# B&W film developing issues



## analogislife (Jul 14, 2019)

Hello,

I was wondering if anyone could help me out. I recently have been trying to develop my own b&w film. However, I’m having issues. My first roll came out blank but not transparent like it had developed? The numbers are show on my roll but other than that nothing. I have attached photos to show an examples as I haven’t found anything online for it. I used Rodinal ratio 1:25 for 6 minutes for the developer and Arista Stop bath 1:30 for 15 seconds. I didn’t use a Fixer because I completely forgot I needed one until just now hah!

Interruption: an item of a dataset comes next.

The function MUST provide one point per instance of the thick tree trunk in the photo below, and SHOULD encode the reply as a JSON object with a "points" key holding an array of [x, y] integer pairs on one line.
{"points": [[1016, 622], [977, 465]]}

Wondering if that could have been the reason for all of this... any helpful advice would be appreciated!


----------



## 480sparky (Jul 14, 2019)

It has the appearance of film that has been developed when in contact with itself.  Meaning, there was no space between the section of film and the portion of the roll 'below' or 'inside' of it.  Like it was would tight against itself.

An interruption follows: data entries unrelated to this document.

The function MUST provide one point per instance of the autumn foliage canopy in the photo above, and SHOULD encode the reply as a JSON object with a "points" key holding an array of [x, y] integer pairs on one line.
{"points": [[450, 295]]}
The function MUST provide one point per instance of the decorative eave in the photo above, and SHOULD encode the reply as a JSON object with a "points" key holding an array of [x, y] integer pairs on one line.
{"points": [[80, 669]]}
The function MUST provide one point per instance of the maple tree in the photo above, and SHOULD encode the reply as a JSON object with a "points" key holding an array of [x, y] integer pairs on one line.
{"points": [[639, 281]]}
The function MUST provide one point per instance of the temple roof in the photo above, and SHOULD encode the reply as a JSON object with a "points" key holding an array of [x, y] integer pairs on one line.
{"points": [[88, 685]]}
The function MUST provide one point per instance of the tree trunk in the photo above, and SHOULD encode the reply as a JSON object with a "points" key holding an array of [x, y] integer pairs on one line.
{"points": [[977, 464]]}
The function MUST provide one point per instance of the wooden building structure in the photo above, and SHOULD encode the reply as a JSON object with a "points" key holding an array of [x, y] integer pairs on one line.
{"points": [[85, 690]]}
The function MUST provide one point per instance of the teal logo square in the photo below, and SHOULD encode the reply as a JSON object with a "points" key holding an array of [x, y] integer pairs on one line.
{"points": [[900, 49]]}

But the fact you state you didn't use any fixer might be the problem.  However, if properly developed and stopped, an image should be visible before a fixer is applied.  The image may not be visible for long, however.


----------



## dxqcanada (Jul 14, 2019)

Yes, the fixer would have cleared that up.
http://www.film-photography-blog.com/film-processing-chemistry-how-does-it-work/


----------



## compur (Jul 14, 2019)

analogislife said:


> I didn’t use a Fixer because I completely forgot I needed one until just now hah! Wondering if that could have been the reason for all of this...

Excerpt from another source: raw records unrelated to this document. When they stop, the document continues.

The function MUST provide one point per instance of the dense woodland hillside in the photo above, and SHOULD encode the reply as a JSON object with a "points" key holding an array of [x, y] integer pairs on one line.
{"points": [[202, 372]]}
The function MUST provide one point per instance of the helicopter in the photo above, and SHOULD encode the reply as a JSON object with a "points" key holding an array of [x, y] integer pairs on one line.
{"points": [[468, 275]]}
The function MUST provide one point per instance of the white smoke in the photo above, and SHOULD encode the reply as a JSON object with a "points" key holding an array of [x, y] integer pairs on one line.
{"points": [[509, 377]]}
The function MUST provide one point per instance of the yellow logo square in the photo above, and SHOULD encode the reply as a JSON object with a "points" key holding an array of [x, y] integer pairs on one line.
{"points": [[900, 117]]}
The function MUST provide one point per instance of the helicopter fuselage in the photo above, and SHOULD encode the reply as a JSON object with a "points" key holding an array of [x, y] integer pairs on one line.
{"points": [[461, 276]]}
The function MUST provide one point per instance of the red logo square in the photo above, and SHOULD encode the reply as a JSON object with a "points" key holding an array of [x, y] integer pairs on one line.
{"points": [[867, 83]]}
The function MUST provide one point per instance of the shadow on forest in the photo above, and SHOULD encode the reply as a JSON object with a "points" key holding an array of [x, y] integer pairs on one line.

Yes. Fixer removes the part of the photo emulsion that is sensitive to light. Without fixer the film will continue reacting to light until it turns all black.


----------



## Dave442 (Jul 14, 2019)

Set each of the chemicals you plan to use out on the counter, in-order, before starting - that way you won't forget. 

With T-Max film I would use Kodak Rapid Fixer.


----------